The All-Star big man almost cracked a smile when talking about his relationship with Philly fans. Embiid was asked why the Sixers play so much better at home and naturally, he brought up the sometimes fickle fans roaming the Wells Fargo Center. They bring 110% every night so you better bring the same kind of energy.

“When you play in Philly, they are going to push you,” Embiid said. “They are going to get on you. They going to boo you. You got to come out and give 110-percent. You play very hard and give them everything you got. That’s played a huge role down there with being home because you don’t want to get booed. You want to come out and dominate and enjoy the game. You want the fans to enjoy the game. You want to win the game.”


Lost Physicality in the Fourth Quarter

The Sixers had it on cruise control heading into the fourth quarter versus Brooklyn when Doc Rivers emptied his bench. The Nets did the same thing since they were facing a 22-point deficit at one point.

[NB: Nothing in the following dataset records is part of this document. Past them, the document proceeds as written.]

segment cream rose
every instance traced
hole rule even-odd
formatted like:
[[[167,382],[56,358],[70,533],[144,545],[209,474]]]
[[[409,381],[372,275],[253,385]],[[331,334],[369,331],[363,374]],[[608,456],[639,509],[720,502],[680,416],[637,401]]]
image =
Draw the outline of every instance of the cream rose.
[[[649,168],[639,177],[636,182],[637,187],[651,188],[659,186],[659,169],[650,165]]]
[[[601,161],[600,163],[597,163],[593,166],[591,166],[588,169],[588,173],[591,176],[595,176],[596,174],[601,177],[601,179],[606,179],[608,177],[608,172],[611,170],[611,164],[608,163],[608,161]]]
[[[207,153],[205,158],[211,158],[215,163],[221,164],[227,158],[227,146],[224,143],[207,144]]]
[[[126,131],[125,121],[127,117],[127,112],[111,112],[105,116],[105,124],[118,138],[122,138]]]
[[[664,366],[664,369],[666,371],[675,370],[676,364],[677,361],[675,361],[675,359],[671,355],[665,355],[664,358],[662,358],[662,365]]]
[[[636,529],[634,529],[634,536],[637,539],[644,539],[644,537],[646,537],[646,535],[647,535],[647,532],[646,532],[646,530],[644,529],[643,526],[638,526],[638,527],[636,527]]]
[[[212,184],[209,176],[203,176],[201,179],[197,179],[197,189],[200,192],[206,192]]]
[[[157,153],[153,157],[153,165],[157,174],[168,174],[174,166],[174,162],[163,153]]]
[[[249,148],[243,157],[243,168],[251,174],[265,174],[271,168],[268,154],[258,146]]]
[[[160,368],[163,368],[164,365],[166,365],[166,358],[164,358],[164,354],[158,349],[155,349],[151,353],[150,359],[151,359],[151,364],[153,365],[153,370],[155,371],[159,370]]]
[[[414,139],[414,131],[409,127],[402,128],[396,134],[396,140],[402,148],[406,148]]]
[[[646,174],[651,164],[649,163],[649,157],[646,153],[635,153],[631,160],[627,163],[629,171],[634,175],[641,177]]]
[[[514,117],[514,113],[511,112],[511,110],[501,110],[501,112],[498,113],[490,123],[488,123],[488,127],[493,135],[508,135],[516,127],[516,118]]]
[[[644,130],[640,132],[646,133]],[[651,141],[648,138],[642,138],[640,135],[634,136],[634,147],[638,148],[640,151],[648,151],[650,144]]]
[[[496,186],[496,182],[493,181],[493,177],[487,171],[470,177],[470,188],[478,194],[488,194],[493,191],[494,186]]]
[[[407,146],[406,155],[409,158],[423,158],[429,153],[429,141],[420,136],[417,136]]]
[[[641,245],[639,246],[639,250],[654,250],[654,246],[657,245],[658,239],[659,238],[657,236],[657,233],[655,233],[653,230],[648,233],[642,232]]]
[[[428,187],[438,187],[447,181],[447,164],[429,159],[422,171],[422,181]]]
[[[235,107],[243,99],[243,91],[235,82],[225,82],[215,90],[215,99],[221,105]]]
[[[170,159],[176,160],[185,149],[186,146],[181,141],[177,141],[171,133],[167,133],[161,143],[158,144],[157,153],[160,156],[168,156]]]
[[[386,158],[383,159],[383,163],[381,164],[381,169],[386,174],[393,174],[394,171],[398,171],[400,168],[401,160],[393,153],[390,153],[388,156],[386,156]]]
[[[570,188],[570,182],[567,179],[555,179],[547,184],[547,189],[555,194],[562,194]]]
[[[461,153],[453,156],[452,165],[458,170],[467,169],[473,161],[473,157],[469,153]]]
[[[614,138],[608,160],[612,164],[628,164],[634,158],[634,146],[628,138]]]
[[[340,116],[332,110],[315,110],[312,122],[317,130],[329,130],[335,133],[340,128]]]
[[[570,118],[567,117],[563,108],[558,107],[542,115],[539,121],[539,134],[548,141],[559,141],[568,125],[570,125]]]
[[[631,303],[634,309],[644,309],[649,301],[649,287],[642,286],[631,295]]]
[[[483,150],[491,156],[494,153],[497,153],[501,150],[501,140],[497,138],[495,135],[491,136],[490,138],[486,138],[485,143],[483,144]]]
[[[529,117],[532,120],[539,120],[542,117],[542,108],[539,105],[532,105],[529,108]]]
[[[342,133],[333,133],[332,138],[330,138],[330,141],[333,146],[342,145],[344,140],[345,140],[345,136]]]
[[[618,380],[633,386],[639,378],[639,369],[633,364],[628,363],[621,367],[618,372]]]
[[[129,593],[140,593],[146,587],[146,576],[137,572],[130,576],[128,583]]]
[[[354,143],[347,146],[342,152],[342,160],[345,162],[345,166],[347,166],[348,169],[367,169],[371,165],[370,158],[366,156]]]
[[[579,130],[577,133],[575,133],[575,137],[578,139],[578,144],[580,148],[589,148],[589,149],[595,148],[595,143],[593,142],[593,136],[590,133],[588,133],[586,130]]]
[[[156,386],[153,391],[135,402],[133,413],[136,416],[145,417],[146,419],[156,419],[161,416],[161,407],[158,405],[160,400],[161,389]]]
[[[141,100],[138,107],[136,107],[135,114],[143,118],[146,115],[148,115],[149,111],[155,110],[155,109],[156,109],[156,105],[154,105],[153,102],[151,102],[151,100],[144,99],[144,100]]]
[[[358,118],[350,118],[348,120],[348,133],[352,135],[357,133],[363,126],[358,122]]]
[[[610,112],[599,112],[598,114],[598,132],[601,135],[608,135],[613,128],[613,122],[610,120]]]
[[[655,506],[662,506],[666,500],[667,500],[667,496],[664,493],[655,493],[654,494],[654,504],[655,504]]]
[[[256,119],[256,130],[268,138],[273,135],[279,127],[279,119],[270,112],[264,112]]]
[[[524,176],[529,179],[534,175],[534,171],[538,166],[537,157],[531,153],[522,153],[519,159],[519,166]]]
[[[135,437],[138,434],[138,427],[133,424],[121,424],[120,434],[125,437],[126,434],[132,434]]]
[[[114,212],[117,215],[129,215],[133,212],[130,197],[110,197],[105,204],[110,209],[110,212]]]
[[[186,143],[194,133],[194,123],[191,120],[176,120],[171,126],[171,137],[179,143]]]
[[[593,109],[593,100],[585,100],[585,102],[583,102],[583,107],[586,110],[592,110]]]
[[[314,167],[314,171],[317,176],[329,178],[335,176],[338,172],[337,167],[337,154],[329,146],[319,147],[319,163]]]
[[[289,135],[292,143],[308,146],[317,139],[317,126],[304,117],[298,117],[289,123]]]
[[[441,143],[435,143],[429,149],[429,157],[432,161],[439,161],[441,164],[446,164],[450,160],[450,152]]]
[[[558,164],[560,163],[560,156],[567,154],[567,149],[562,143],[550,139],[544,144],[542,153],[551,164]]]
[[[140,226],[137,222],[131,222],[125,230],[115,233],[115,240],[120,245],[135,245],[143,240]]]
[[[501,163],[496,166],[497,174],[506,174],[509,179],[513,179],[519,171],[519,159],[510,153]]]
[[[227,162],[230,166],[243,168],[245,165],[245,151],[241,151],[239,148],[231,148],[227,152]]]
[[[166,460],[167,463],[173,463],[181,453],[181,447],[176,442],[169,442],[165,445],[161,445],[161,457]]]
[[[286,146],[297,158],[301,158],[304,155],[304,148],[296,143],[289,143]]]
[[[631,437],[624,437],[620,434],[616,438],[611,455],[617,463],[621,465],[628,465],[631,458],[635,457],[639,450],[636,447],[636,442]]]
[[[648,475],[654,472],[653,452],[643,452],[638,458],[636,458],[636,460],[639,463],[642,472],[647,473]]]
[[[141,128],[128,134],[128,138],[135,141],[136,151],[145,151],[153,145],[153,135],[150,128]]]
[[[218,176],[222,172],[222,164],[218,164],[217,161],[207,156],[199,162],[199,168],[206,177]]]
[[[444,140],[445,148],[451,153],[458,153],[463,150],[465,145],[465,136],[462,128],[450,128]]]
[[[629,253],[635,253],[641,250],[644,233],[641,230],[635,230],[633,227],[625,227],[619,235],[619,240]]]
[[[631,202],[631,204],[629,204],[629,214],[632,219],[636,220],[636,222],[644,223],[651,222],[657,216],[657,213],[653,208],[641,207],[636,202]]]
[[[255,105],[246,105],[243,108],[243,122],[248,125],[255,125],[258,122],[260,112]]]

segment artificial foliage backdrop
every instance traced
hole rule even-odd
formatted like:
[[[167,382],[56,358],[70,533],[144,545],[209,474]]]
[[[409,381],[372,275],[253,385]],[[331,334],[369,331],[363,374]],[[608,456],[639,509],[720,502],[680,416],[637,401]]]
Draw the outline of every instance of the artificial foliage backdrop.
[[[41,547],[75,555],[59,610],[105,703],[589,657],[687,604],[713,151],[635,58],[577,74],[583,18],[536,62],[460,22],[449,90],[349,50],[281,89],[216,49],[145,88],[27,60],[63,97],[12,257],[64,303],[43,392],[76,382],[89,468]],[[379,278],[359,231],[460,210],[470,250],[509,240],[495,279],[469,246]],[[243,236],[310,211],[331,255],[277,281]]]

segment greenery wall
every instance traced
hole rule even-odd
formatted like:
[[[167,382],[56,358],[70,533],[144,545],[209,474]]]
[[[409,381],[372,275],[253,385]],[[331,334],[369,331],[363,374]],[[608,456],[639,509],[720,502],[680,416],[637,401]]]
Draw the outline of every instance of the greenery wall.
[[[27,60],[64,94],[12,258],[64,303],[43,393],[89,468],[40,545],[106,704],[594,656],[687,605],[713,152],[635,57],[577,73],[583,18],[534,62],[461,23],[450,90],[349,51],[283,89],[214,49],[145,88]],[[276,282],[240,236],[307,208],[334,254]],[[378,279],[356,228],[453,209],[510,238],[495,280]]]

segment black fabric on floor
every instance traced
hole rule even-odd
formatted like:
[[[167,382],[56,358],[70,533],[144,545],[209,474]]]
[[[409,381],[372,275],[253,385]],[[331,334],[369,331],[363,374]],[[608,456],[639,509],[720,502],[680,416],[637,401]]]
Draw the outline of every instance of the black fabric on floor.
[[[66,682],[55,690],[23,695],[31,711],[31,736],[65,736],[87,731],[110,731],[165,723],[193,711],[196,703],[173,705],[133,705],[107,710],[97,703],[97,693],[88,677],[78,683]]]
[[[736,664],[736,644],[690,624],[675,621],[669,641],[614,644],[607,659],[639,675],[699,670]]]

Unfortunately, it got a little too close for comfort and Embiid was asked to return along with the other Sixers starters. They ended up winning the game by six points — Sixers 123, Nets 117 — but they weren’t in sync like before.

“That fourth quarter, it was just weird, I would say,” Embiid said. “I felt like I sat too long and kind of lost my rhythm, so them fronting and trapping had nothing to do with me or our play in that stretch when I came back. We just didn’t have the same physicality that we had for the first three quarters.”

Embiid is averaging 29.6 points, 11.0 rebounds, 3.1 assists, 1.5 blocks in 36 games while shooting 52% from the field. He’s also taking a staggering 11.6 free-throw attempts per game and shooting it 85.2% from the charity stripe.